The backlash has begun. I’ve been reading comments about this weekend’s telethon for Haiti saying we should take care of our poor and hungry before giving $57 million to others.
What’s behind that sort of thinking? I do think there’s something in us that makes us want to take care of our own people, our own village, first. But human behavior doesn’t really work that way now that there are 6.5 billion of us. We didn’t raise $57 million this weekend for homeless and hungry people in the US. We don’t really see chronic poverty. It took an enormous tragedy to move us to open our wallets.
And even if we did raise money for our own domestic needs, a dollar raised for Haiti does not take a dollar away from someone here. We are the richest country (still) in the history of the world (although our massive debt is quickly changing that). We spend more than $5 billion a year on ringtones, $40 billion on pet food. $57 million is not a lot of money, really, by comparison.

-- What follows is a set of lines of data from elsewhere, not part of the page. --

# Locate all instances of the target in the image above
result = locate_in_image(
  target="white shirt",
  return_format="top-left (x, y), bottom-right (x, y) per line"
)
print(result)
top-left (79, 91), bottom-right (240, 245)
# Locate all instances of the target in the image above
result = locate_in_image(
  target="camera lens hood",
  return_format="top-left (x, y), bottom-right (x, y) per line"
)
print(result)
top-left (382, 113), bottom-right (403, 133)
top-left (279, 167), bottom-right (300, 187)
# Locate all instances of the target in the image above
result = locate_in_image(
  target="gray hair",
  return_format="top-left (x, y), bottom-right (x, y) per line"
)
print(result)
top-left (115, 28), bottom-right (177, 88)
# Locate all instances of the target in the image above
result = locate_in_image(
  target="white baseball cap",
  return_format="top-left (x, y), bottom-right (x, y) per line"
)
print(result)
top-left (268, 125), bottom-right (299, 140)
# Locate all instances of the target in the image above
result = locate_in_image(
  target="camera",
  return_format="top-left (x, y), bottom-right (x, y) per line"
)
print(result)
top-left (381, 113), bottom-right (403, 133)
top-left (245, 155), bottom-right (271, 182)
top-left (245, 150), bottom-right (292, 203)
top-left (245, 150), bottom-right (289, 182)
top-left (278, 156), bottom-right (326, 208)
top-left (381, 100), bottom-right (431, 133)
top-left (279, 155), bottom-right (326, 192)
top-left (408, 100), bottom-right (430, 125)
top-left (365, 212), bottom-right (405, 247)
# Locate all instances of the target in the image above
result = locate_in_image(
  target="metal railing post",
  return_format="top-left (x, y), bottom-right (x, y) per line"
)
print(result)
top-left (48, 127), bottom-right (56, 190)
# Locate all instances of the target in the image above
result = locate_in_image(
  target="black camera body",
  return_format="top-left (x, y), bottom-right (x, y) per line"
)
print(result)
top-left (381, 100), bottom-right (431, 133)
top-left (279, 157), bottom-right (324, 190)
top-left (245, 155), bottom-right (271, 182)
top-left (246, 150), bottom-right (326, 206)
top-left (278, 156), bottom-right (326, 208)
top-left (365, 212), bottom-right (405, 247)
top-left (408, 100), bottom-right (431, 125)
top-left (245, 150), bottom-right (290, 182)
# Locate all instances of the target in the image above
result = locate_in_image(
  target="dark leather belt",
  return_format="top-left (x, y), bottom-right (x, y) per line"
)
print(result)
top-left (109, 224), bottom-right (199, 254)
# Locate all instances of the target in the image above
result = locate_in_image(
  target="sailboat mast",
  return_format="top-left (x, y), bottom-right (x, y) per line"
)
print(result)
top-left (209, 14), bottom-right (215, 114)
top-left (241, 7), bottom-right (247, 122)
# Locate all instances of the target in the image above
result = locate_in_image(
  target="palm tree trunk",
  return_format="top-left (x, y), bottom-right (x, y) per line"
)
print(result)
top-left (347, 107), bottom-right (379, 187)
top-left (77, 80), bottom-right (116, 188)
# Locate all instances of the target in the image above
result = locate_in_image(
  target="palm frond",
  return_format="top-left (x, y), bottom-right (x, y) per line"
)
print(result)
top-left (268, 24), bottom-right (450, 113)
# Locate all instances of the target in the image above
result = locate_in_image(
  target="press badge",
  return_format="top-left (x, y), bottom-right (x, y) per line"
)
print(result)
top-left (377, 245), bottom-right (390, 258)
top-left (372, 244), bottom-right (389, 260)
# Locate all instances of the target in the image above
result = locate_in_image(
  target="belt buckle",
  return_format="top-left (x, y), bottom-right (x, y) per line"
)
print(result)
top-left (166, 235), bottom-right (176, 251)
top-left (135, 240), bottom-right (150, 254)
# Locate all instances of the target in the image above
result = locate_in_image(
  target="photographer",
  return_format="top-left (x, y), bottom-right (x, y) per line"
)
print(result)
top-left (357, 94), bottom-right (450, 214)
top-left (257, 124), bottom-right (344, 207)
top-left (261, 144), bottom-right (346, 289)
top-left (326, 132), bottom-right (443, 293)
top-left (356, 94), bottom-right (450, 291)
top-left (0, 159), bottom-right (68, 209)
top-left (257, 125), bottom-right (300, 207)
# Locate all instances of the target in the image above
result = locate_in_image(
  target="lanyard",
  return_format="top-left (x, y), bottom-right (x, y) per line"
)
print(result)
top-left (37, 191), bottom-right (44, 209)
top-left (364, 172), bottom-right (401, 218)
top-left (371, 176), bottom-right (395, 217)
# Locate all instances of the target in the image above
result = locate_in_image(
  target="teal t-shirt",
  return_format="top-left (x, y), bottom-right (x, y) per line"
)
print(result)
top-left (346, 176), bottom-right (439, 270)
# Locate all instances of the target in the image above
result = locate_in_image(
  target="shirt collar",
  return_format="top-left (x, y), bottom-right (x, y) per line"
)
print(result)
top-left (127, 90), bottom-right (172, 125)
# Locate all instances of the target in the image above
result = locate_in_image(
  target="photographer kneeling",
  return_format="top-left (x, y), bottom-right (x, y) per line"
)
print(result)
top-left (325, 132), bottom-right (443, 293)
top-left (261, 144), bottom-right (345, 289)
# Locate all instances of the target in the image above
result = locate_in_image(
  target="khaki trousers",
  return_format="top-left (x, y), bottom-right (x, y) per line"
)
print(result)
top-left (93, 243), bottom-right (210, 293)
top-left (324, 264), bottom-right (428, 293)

So what’s going on? Seems like fear based in a scarcity, zero-sum way of thinking. We can sometimes feel there isn’t room for all of us on the lifeboat. And there’s no doubt in my mind that this kind of feeling is going to become more common as we go through the turbulent transitions ahead of us.
But there’s nothing useful there for us. Scarcity, me-or-you thinking keeps us stuck in fear and shuts down our hearts. We need to practice keeping them open.